E-filing identity theft and Social Security Numbers being used by fraudsters also continues to pose problems for clients and firms. Hackers trick firms into changing bank account information for the direct deposit of tax refunds into the fraudsters' accounts. A common technique is to use an email address that is one character off from the client’s email address—just close enough for recipients to think the email is legitimate.
Cyber-criminals who access firm email accounts often manipulate incoming and outgoing messages. These messages are designed to trick recipients into clicking on links, pop-ups, or attachments (phishing scams) to compromise accounts or trigger malware.
Once a fraudulent link or attachment is clicked, hackers can install malware and access other email accounts and internal computer networks. Hackers will spend time studying email messages and computer systems in preparation for ransomware attacks, which encrypt files and data, rendering them inaccessible. The hacker then demands a ransom in exchange for the release of the files.
Loss Prevention Tips
- Be sure to use software with updated security options to defend against malware, viruses, and phishing and hacker attacks. Create and enforce a policy to regularly update and patch all software.

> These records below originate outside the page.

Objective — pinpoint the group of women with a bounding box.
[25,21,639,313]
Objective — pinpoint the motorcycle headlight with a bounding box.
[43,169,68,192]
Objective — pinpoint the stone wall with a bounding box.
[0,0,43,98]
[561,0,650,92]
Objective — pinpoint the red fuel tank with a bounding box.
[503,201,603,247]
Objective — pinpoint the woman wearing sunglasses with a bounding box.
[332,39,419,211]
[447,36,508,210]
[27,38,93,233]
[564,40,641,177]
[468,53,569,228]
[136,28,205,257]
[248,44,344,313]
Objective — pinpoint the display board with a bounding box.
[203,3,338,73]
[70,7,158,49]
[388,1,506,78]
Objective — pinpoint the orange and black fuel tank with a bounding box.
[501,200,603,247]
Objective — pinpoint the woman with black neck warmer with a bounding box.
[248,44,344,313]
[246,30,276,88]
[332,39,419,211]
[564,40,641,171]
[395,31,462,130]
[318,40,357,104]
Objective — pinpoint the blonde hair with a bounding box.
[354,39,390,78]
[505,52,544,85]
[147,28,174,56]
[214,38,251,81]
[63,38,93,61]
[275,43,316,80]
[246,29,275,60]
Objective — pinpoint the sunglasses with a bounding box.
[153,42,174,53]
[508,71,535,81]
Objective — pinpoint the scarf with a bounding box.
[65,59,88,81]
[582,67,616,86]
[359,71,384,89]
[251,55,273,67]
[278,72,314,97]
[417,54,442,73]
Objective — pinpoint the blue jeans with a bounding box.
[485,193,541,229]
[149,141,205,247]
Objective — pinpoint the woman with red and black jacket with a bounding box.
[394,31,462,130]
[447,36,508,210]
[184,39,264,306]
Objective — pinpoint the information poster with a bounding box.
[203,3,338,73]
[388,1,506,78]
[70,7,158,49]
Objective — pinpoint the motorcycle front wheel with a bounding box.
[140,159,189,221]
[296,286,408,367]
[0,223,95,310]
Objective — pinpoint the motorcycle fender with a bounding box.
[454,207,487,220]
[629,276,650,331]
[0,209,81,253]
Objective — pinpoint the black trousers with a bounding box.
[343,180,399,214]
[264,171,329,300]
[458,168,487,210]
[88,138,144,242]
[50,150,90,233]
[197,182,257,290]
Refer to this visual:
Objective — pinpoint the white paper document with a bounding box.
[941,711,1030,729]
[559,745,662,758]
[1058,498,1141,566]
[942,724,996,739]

- Never click a link, pop-up or attachment without first hovering your cursor over the link to display the URL. If it’s not a URL you recognize, or if it’s abbreviated or tweaked in any way, don’t click it.
- Use your professional skepticism to avoid becoming lulled into a sense of comfort regarding email and other communications from clients and third parties. Any requests for money or tax refunds to be transferred or deposited into a bank account unfamiliar to you is often a red flag, especially if the new account is in another country.

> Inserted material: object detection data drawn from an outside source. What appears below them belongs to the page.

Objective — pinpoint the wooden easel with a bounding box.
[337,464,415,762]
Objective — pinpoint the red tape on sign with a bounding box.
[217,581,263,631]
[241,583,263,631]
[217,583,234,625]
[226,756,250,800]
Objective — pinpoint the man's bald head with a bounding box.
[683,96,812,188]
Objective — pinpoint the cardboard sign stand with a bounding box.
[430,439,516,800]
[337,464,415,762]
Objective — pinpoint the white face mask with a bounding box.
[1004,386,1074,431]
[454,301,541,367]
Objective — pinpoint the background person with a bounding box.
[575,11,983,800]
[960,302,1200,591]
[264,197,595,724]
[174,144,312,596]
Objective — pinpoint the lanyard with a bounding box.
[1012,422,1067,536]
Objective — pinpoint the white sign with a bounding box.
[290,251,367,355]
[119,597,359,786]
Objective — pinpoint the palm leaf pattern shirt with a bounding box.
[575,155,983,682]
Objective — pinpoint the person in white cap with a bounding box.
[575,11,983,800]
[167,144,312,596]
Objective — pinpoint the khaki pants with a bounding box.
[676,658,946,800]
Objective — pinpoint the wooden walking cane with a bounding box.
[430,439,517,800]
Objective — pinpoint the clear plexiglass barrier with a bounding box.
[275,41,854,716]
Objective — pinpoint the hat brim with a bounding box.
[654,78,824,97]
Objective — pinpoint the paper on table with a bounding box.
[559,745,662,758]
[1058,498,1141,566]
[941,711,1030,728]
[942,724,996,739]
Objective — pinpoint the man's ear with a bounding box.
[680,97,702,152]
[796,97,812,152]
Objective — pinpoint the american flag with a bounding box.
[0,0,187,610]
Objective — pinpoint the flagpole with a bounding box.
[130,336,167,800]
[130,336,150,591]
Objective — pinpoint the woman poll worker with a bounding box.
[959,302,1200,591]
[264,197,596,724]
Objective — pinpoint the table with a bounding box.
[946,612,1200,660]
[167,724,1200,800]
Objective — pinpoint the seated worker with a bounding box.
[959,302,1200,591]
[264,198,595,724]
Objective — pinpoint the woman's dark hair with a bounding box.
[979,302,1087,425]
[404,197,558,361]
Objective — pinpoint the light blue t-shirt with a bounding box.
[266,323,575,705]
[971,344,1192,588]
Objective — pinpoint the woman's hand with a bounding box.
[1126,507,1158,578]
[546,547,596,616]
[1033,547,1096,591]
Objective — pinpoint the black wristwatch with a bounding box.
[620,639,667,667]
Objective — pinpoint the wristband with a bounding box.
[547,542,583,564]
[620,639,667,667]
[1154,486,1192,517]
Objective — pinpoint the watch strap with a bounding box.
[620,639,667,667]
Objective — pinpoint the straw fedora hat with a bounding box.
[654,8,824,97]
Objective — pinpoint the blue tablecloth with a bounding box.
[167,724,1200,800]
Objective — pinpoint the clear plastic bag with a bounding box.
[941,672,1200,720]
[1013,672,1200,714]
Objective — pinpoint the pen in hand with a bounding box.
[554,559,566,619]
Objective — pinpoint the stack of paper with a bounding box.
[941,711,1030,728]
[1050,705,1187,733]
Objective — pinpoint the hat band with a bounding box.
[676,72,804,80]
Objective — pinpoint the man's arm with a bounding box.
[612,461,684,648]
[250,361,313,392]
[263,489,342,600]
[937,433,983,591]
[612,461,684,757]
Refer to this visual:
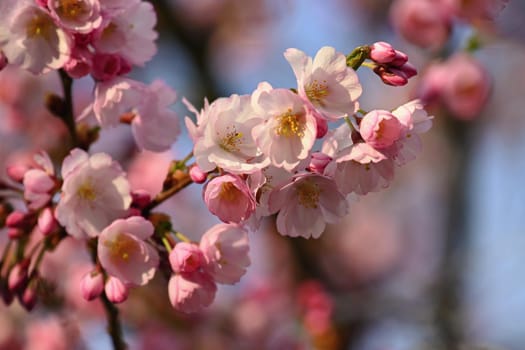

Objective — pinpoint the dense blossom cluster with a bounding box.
[0,0,431,330]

- Obtain a verbal confirmation if you receive an email from a client requesting changes to their tax refund destination or their wire transfer. Do not rely on email replies. Voicemail that is converted into email can make email unreliable.
- Educate all employees about good cyber-hygiene and how to avoid phishing attempts that target them with social engineering techniques designed to install malware or to deceive and elicit confidential information.
- Back up all important data and information frequently to reduce the likelihood that critical data is lost in the event of a cyber-attack or physical incident such as a fire or flood. Protect the backups in a remote or external location where they are safe from ransomware that seeks out backup copies. Periodically, verify whether backups are working.
- Add another layer of security with multi-factor authentication. Usernames and passwords alone are often insufficient for preventing account takeovers. Adding and combining factors provides greater protection.
- Avoid public wi-fi or hotspots when inputting or working with personally identifiable information (PII). Cyber-criminals can easily see individuals’ information on public wi-fi. Wait until you’re on a trusted network.
- Install a secure client web portal that will archive and store your clients’ personal documents and data. A portal will lower your staff’s administrative burden, ease the burden of locating important electronic documents, and eliminate the need to hunt for those documents within extended email threads.